By Submitted by Katie Schwartzkopf

Standing next to each other on the beach, seniors Katie Schwartzkopf, Logan Pfiester and Sydney Wootton pose for a photo during their senior spring break trip. Pfiester, Schwartzkopf, Wootton have a friendship that spans the vast majority of their time in school. Their bond, starting in third grade, has been strengthened through their families becoming close with each other.

Seniors help each with self-improvement through long-term friendship

April 25, 2022

For seniors Logan Pfiester, Katie Schwartzkopf, and Sydney Wootton, their friendship has spanned the vast majority of their educational careers. With a friendship that began in the third grade, the girls have watched each other grow as individuals, helped each other through tough times and brought their families closer together. 

In front of Schwartzkopf’s house, the three girls pose for homecoming pictures Saturday, Sept. 19, 2019. (Submitted by Katie Schwartzkopf)

According to Schwartzkopf, each girl brings something different to the group.

“I feel like we have different group dynamics, like Sydney and Logan actually harass each other,” Schwartzkopf said. “They like to joke a lot and make fun of me and tease each other, and then I’m the sentimental one.”

Although they tease her, Schwartzkopf knows that both of her friends care for her and help her improve her self-confidence. 

“I struggle with constantly needing validation from people, and I think this friendship has taught me that I don’t need that,” Schwarzkopf said. “[Pfiester and Wootton] just love me for me.”

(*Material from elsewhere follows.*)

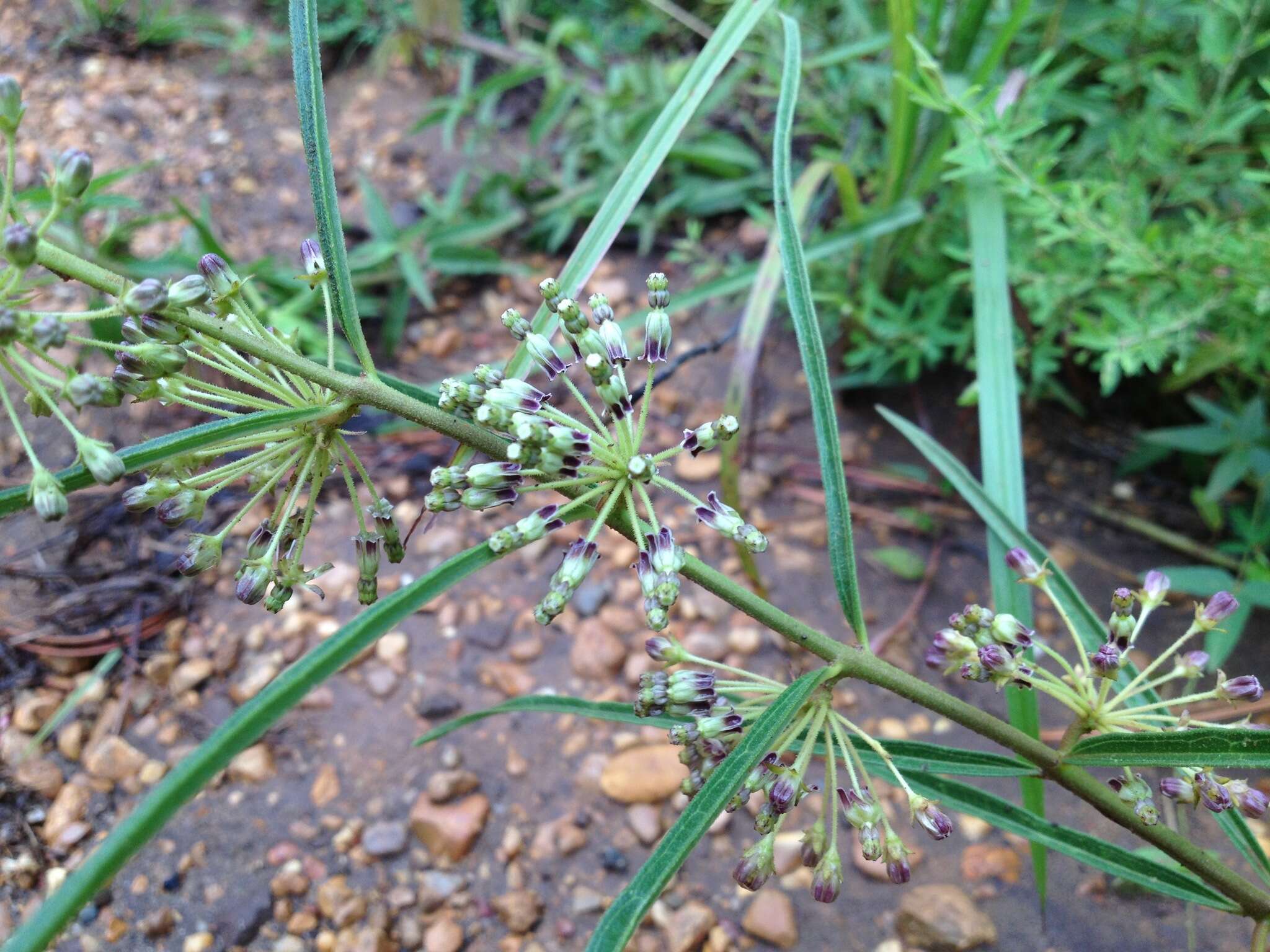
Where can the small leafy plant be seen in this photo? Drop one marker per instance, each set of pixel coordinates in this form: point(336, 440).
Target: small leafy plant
point(281, 430)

Similar to Schwartzkopf, Wootton finds that her friends are good influences that help guide her in life.

“Logan is very social,” Wootton said. “She’s very good at talking to people. I observe how she does that, and I try to put it into myself and do the same things that she does to try and talk to people. For Katie, she’s just so nice to everyone. So I just observe Katie and try to use her actions and think of what she would do in certain situations.”

Arms around each other, Wootton, Schwartzkopf and Pfiester pose for a picture in Pfiester’s room Friday, Aug. 11, 2017. Pfiester says entering high school for the three was a rather tumultuous time in their friendship because of their exposure to new friend groups. (By Submitted by Katie Schwartzkopf)

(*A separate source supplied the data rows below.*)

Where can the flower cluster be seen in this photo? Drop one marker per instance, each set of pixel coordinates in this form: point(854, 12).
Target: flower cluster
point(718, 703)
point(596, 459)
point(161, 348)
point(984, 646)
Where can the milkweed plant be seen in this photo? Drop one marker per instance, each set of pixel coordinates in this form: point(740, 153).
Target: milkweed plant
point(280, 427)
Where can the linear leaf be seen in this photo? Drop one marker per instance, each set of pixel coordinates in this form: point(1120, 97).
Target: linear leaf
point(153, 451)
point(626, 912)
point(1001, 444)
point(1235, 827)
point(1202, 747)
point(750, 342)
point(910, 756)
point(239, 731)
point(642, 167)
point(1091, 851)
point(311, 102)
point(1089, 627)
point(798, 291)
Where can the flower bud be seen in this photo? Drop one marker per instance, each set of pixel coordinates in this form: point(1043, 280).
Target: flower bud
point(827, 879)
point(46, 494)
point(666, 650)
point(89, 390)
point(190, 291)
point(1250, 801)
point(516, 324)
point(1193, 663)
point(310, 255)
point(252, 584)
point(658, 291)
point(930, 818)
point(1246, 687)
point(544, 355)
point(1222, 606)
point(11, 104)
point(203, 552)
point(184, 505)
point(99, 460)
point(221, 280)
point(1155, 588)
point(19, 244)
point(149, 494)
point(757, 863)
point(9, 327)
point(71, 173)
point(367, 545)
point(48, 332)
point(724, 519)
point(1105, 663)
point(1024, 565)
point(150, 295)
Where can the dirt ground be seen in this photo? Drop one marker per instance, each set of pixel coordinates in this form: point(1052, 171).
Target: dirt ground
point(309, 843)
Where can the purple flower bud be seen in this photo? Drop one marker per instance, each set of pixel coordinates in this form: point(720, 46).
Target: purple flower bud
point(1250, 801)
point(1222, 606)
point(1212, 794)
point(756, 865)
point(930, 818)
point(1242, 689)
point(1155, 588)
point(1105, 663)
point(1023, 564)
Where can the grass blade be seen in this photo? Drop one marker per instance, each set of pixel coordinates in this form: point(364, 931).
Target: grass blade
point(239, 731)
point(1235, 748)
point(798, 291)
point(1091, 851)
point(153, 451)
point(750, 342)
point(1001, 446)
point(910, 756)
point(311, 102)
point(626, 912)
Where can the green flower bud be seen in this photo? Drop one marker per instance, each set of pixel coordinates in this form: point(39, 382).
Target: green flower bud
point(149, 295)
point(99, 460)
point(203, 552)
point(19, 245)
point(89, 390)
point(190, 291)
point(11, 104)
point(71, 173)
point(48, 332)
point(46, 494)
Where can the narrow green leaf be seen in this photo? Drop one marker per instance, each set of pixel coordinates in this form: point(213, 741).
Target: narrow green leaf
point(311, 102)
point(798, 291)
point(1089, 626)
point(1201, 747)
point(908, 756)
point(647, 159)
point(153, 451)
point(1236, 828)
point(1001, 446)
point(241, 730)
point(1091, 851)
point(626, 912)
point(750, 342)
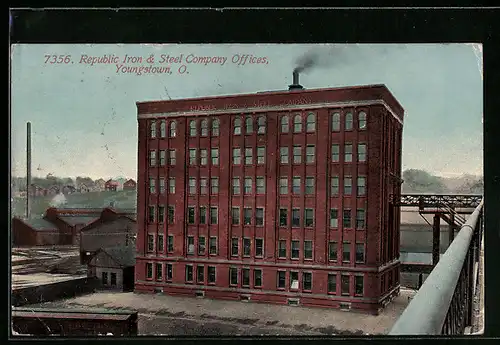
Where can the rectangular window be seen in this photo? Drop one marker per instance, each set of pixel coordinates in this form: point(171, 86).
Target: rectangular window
point(297, 154)
point(259, 216)
point(310, 154)
point(248, 156)
point(284, 155)
point(283, 217)
point(295, 249)
point(296, 217)
point(309, 217)
point(307, 249)
point(261, 155)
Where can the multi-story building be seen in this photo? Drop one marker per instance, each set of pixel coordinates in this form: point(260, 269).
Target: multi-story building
point(277, 197)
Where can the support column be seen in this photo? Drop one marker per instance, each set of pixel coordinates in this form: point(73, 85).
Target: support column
point(436, 232)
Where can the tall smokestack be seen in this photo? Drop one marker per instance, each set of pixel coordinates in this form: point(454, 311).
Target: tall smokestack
point(28, 169)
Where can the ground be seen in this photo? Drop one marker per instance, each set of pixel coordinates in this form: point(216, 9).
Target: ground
point(169, 315)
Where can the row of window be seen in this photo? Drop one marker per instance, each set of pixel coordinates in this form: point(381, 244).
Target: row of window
point(208, 275)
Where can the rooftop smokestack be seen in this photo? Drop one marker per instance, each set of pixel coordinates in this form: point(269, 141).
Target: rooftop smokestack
point(295, 85)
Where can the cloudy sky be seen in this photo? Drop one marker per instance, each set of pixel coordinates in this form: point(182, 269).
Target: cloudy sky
point(84, 116)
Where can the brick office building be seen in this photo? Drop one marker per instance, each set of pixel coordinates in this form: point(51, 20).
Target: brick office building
point(277, 197)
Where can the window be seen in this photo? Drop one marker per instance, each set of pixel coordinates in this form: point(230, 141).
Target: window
point(347, 185)
point(236, 186)
point(360, 253)
point(159, 272)
point(346, 252)
point(358, 283)
point(213, 245)
point(245, 277)
point(152, 185)
point(248, 156)
point(234, 247)
point(344, 284)
point(347, 219)
point(311, 122)
point(296, 185)
point(203, 185)
point(215, 128)
point(283, 217)
point(248, 185)
point(202, 215)
point(335, 152)
point(200, 274)
point(307, 249)
point(173, 129)
point(283, 185)
point(236, 156)
point(332, 251)
point(259, 247)
point(149, 272)
point(151, 214)
point(360, 218)
point(201, 245)
point(361, 152)
point(297, 154)
point(233, 276)
point(189, 273)
point(170, 243)
point(257, 278)
point(259, 216)
point(261, 125)
point(204, 128)
point(282, 249)
point(203, 156)
point(152, 158)
point(308, 217)
point(214, 155)
point(332, 283)
point(211, 274)
point(191, 215)
point(237, 126)
point(192, 128)
point(261, 155)
point(361, 186)
point(348, 153)
point(296, 217)
point(214, 185)
point(307, 281)
point(190, 245)
point(281, 279)
point(285, 124)
point(362, 120)
point(247, 216)
point(192, 185)
point(335, 122)
point(297, 124)
point(248, 125)
point(214, 215)
point(334, 218)
point(348, 122)
point(295, 249)
point(246, 247)
point(260, 185)
point(310, 153)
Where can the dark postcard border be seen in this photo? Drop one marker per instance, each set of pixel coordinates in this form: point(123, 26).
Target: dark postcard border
point(305, 26)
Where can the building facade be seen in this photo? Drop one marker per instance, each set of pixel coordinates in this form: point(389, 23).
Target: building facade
point(280, 197)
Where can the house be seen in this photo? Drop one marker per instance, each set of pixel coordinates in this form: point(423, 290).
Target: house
point(130, 185)
point(114, 266)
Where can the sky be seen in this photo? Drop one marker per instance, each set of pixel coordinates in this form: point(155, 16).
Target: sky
point(84, 116)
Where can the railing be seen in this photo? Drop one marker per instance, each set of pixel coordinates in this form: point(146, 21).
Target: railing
point(443, 305)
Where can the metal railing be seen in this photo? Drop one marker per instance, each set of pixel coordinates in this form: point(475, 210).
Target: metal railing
point(443, 305)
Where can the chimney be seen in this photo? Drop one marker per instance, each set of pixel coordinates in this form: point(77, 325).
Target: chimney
point(295, 85)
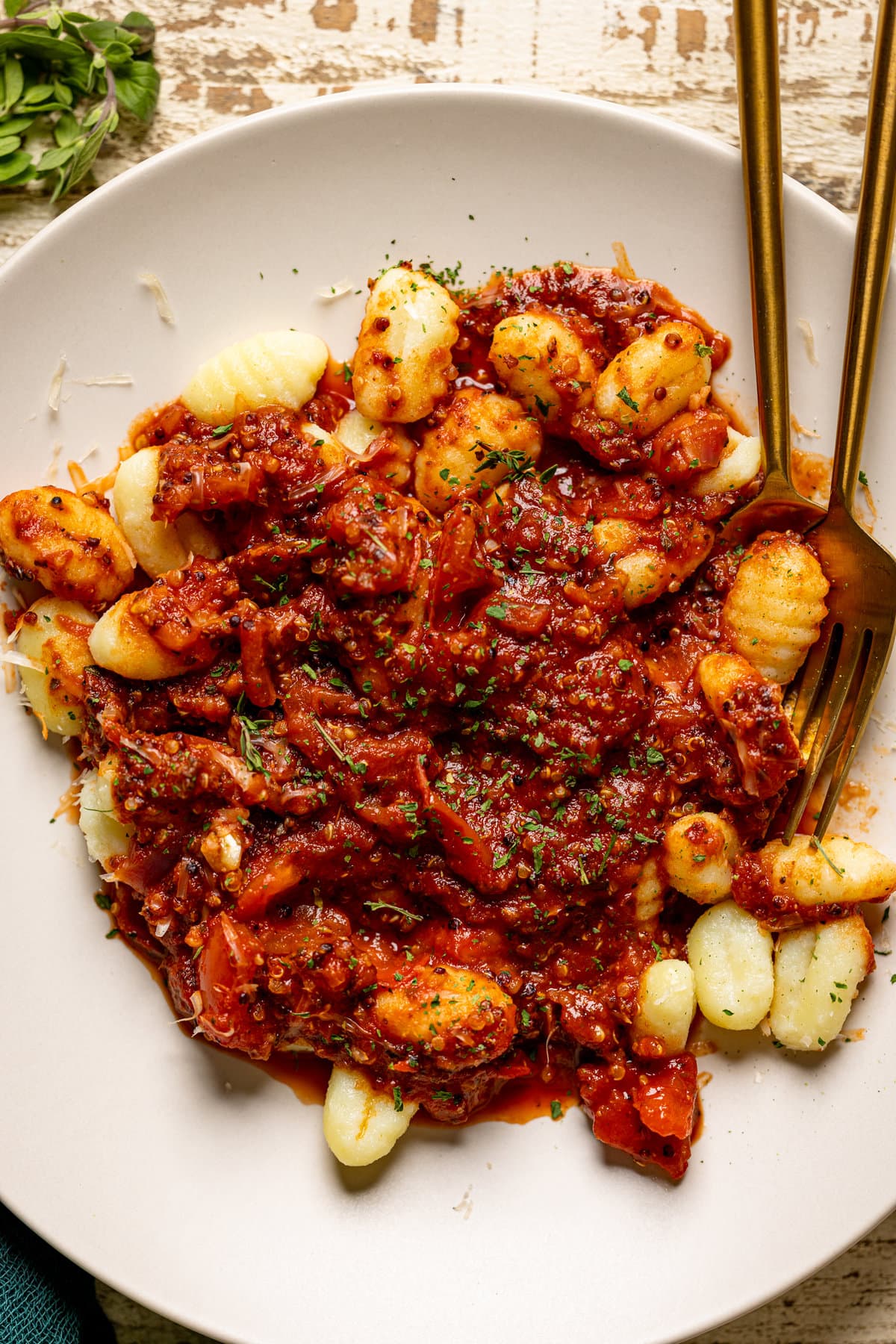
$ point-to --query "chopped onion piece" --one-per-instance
(158, 290)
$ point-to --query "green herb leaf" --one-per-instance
(388, 905)
(137, 89)
(65, 77)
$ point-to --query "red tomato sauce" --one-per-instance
(442, 750)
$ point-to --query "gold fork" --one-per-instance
(778, 505)
(847, 665)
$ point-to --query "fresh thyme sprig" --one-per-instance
(65, 78)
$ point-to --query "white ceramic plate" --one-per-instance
(191, 1180)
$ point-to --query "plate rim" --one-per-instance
(250, 127)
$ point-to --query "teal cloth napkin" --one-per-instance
(43, 1297)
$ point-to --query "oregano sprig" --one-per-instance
(65, 78)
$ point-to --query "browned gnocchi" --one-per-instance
(430, 724)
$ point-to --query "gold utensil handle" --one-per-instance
(871, 260)
(759, 105)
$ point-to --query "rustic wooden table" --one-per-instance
(226, 58)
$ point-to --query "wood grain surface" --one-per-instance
(222, 60)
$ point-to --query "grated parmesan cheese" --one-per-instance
(809, 340)
(158, 290)
(105, 381)
(19, 660)
(55, 386)
(329, 292)
(53, 465)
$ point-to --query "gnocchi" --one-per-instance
(396, 450)
(54, 635)
(282, 367)
(699, 851)
(667, 1004)
(817, 974)
(405, 347)
(649, 570)
(440, 734)
(741, 463)
(837, 873)
(731, 957)
(653, 378)
(482, 438)
(72, 546)
(775, 605)
(361, 1124)
(748, 709)
(544, 363)
(108, 838)
(121, 643)
(648, 893)
(159, 546)
(453, 1016)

College can often be daunting for friendships, but even though the three are splitting up for college, with Pfiester, Schwartzkopf and Wootton going to the University of Kansas, Kansas State University and Colorado State University, respectively, Pfiester believes they will remain close.

“Honestly, I think being apart will just make it more special when we see each other again on breaks and stuff,” Pfiester said. We’ll  still talk to each other, but I’m obviously sad we won’t see each other every day.” 

Similarly, Wootton believes that because the girls’ families are close, the friends will remain tight-knit despite separating.

“I think we’ll still see each other a lot because our moms are best friends,” Wootton said. “Our families hang out all the time, so we’ll see each other on breaks.”

When it comes to her friendships, Pfiester is grateful for having close friends like Schwartzkopf and Wootton and believes that having a smaller group of friends is beneficial.

“I think it’s important to recognize the good people in your life and invest your time and energy into them, because then you’re happy,” Pfiester said. “They’ll help you get through the hard problems. You don’t need a bunch of friends. I would say it helps have one or two great friends.”

Schwartzkopf believes that despite how close she is to her friends, it is important to remind them that she cares.

“I think sometimes with my best friends, I’ll get complacent and be like, ‘Oh, I don’t need to remind them how much I care about them,’” Schwartzkopf said. “But those are people you need to remind the most.”